# Vista display settings not holding.



## Kap (Jun 20, 2008)

I'm assuming it has something to do with an update?

When I got the machine 12-18 months agao, I had problems with Vista display settings not holding....1440x 900 would revert to 800x600 when coming out of sleep.

Eventually, it stopped doing that. Hence my assumption of an update fix.

This past weekend, I reinstalled the OS, and now I am having that problem again.

I did all the updates so far, including SP1, but occasionally I will still get notices that updates are available, and some of them have months old release dates on them.

Last check this morning said window is up to date, but it just did it again (display settings burp) a wee bit ago when I woke the machine.

I went to devicew manager, and none of my drivers have "rollback" available. It's grayed out. And Update says I have the latest drivers.

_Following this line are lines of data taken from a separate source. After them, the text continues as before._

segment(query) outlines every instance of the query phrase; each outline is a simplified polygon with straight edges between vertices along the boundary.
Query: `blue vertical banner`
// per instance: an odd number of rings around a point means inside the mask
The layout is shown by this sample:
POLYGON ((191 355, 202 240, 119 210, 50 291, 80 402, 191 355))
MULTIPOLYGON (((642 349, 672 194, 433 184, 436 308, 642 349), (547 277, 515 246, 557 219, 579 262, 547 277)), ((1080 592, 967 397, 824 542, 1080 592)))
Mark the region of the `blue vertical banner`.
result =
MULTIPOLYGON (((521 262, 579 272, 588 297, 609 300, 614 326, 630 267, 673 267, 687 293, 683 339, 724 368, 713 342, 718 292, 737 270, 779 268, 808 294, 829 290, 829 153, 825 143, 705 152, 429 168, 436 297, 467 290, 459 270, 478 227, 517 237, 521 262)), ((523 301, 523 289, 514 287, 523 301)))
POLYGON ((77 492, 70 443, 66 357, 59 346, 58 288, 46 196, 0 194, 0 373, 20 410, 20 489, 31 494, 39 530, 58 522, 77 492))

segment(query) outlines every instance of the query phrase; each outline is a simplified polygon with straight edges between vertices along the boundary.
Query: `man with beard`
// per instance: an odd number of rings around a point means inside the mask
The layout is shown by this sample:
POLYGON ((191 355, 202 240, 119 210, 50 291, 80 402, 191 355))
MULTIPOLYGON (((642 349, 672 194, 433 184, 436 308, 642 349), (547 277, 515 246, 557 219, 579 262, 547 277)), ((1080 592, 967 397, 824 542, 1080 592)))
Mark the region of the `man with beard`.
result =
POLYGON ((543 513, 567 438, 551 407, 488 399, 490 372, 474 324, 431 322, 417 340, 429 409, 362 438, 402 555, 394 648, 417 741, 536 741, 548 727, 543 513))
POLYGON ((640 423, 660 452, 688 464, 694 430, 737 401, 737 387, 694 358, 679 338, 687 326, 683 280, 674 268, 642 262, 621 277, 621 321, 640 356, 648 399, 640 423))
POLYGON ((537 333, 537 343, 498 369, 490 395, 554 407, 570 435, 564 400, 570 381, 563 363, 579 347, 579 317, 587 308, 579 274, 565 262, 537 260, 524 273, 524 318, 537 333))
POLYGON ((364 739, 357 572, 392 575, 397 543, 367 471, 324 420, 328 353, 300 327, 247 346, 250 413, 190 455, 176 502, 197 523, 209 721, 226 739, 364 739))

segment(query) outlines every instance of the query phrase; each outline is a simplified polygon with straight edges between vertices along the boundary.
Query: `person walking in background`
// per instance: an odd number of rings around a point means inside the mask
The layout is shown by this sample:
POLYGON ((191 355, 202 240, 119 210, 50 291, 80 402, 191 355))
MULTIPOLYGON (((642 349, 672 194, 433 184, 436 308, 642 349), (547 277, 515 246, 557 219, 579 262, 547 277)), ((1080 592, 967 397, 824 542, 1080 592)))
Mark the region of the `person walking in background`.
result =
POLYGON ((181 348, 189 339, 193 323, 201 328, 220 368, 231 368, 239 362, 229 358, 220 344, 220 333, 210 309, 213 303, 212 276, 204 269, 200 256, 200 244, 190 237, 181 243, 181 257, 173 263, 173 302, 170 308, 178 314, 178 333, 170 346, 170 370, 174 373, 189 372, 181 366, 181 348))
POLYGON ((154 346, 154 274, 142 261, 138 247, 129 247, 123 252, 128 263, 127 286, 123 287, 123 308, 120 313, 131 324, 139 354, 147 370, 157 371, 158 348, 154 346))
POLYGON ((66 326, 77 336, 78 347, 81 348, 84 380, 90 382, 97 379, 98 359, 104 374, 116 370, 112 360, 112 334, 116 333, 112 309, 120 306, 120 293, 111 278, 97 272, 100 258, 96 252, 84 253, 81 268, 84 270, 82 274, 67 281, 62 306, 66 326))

any help would be greatly appreciated.


----------



## Kap (Jun 20, 2008)

Found it.


The actual culprit is TMM, Vista's process that looks for multiple monitors and attempts to intelligently modify resolution. If you aren't using multiple monitors, you can disable TMM:

1. right-click on 'computer' and select 'manage'
2. on the left pane, expand 'task scheduler' then ' task scheduler library' then 'Microsoft' then 'Windows' then 'MobilePC'
3. select TMM in the center pane, then on the right pane, choose 'disable'

So....

TMM....*T*hank *M*e *M*uch :laughing::laughing:


----------



## DangerMouse (Jul 17, 2008)

i've always turned off sleep/hibernate as it always gave me grief.

DM


----------



## Colchicine (Jan 2, 2009)

Thanks for posting about this. I have Vista 64 laptops at home and office, both have an extra monitor hooked to them. At home I use the sleep function a lot and I frequently have to rearrange the order of the monitors because seems to want to revert to a default setting. I'm thinking about moving the laptop monitor to the other side of the extra monitor just so that when it reverts to default, at least it'll be the correct arrangement. It is indeed very frustrating and it's interesting to know that others are having similar problems.


----------



## angus242 (May 1, 2008)

I've had trouble with Windows drivers for displays since W2K. I can tell you I've always had better luck using the Windows supplied display driver over the manufacturers driver. Hibernate/sleep on a desktop is asking for trouble. Any "feature" Microsoft decides you need (but really don't) should be turned off. 
I don't really like Windows but I've been forced to deal with it for years. I have found the best way to get it running is (and this is sad) to keep the most minimum amount of programs on it as you can. I uninstall everything possible. Even if there's a program I may use once a year, I install it, use it, delete it. I have 4 PCs running in my house and using that theory helps keep them running without issue. 
Also, I have tried many maintenance programs over the years and the one I like best is Advanced SystemCare from IObit. It's a free program. The same company also makes a nice defragmenter. If you use both frequently, you can keep your 'puter running pretty strong. I run them manually at least once a week. Oh, there's another tip....delete as many of the "start up " programs as possible. Adobe Acrobat likes to drop in auto start as well as iTunes (and iPod stuff). Winzip and various other programs think they are making themselves "convenient" to you by sitting in memory ready to go. But how often do you really use these programs? I'd rather save my system resources for what I'm doing, not for what I might do. SystemCare has a utility under Admin Tools that makes it easy to see what's running from start up. You might be surprised!
Bottom line with Windows, if there's a feature/program you don't need, turn it off or delete it! That said, my next computer will be a Mac :yes:


----------



## Colchicine (Jan 2, 2009)

I seriously considered a Mac because I'm tired of MS. So I visited an Apple store and got nowhere. I talked to 3 different experts and I stumped all of them with what I thought were basic questions. That, and the hundreds more it costs to get the same system with Windows, and the lack of a built in speech recognition software in OSX made me shrug my shoulders and buy an HP. I don't think that Macs are the saviours some people make them out to be, and only when money is not a serious issue will I make the switch.


----------



## angus242 (May 1, 2008)

My daughter has an iMac, my son has a Mac Book Pro and everyone of my friends has a Mac of some kind. I have enough experience with them to know one will work for me. It all has to do with what your needs and expectations are. I'm unfortunately stuck to a PC in some aspect because of my business. However, Apple has Boot Camp so I'll be able to run Windows on it too. Funny, when you see bench tests of it, Windows actually performs better when installed on Mac hardware :laughing: 
Yes, a Mac is more expensive but actually with the birth of Vista and it's hardware requirements, a properly built PC (for the CAD software I use) and a Mac aren't that far off in price. For the average home user, it's not worth it.


----------